Upon the advice of her ministers, Queen Elizabeth has consented to her eldest son's remarriage, as required by law. The sovereign has also embraced Mrs Parker Bowles by bestowing upon her the title of HRH - Her Royal Highness - controversially withdrawn from Diana following her divorce from Charles.

However the judgment has clearly been made that the British public would never accept Mrs Parker Bowles as a successor to the Princess of Wales. Accordingly she will take her husband's second title and be known as the Duchess of Cornwall following their marriage on April 8th at Windsor Castle.

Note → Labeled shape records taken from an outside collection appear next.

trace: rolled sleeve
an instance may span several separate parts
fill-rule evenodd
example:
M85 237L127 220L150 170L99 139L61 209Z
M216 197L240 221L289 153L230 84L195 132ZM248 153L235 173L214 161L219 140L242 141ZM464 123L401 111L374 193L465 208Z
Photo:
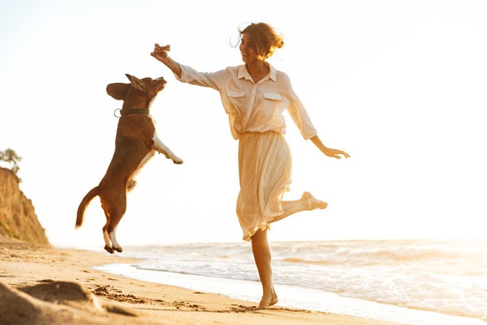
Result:
M301 103L298 96L291 88L289 84L290 104L287 107L287 111L294 121L294 124L298 127L303 137L308 140L318 134L318 132L311 122L311 119L308 115L308 112Z
M212 88L217 90L221 89L223 81L221 75L224 70L216 72L198 72L187 65L179 64L179 66L181 67L181 77L174 74L177 80L191 85Z

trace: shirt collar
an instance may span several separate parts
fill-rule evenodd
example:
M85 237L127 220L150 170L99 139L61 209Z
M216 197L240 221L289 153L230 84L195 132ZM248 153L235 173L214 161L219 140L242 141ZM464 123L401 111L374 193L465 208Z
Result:
M269 63L267 63L269 64ZM269 67L271 69L271 72L269 72L269 79L271 79L273 81L276 81L277 80L277 70L274 67L273 67L271 65L269 64ZM242 79L245 78L247 80L252 80L252 77L250 77L250 74L248 73L248 71L247 71L247 68L245 67L245 65L243 64L240 66L239 68L239 72L237 75L237 77L238 79Z

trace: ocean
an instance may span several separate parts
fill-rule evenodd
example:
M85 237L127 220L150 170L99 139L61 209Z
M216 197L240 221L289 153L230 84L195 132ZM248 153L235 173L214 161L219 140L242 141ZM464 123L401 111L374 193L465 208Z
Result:
M278 306L417 324L487 324L487 240L273 242ZM106 272L255 301L248 242L127 246Z

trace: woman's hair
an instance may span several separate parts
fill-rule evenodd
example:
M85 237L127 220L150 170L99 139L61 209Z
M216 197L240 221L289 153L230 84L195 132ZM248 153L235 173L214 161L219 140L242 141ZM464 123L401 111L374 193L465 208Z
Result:
M252 23L244 30L239 29L239 34L240 38L242 34L248 35L255 53L262 60L270 58L276 51L276 49L280 49L284 46L282 35L264 22Z

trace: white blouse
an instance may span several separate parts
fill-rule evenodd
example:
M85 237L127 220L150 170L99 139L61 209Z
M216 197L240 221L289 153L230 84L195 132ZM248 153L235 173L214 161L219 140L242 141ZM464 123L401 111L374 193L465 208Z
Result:
M293 91L289 77L272 65L269 65L269 74L257 84L245 65L205 73L179 65L181 77L175 74L177 80L220 92L228 114L232 135L236 139L246 132L286 133L282 116L285 109L287 109L305 139L312 138L317 133L304 106Z

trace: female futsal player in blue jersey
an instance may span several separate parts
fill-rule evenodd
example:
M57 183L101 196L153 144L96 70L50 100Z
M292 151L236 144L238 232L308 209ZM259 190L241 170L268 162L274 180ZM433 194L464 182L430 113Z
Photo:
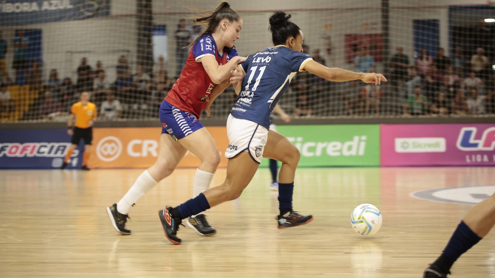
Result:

In an unprecedented procedure for a future monarch, Supreme Governor of the Church of England and Defender of the Faith, Prince Charles will marry Camilla in a civil ceremony to be followed by a service of blessing and dedication. While many evangelicals may be discomfited by this arrangement, it was warmly commended yesterday by the Archbishop of Canterbury, so inviting a closing of ranks by the ecclesiastical establishment.

The political establishment likewise pronounced itself happy with a constitutional settlement designed to avoid serious public division with the provision that when Prince Charles accedes to the throne, his wife will be known as the Princess Consort.

In other words Camilla will play Prince Albert to King Charles III's Queen Victoria. To make matters even easier, the indications are that this morganatic marriage - whereby the commoner spouse will not become monarch - lies within the royal prerogative and may not require legislation in the House of Commons or the parliaments of Canada, Australia or in any of the other 12 countries of which Charles would be king.

This, then, is the proposed solution to a problem which has troubled Queen Elizabeth since the Wars of the Waleses first provoked questions - inevitably returned to yesterday - about whether Prince Charles should stand aside when the time comes in favour of his son, Prince William. It is also one which allows the queen to meet her obligations as a mother to her son, while setting in place arrangements which should ensure there is no constitutional crisis upon her death.

It is to gamble of course with a public mood which until now has shown itself hostile to this union. However it is perhaps the sense of its inevitability, combined with both the humanity and the sheer ordinariness of yesterday's announcement, which may help it succeed. As Labour MP Mr Tony Wright, chairman of the Commons Constitutional Affairs Committee put it: "We've grown up now . . . This is life as lived."

As the best television soap script-writers know only too well, a fickle public loves nothing better than a good wedding.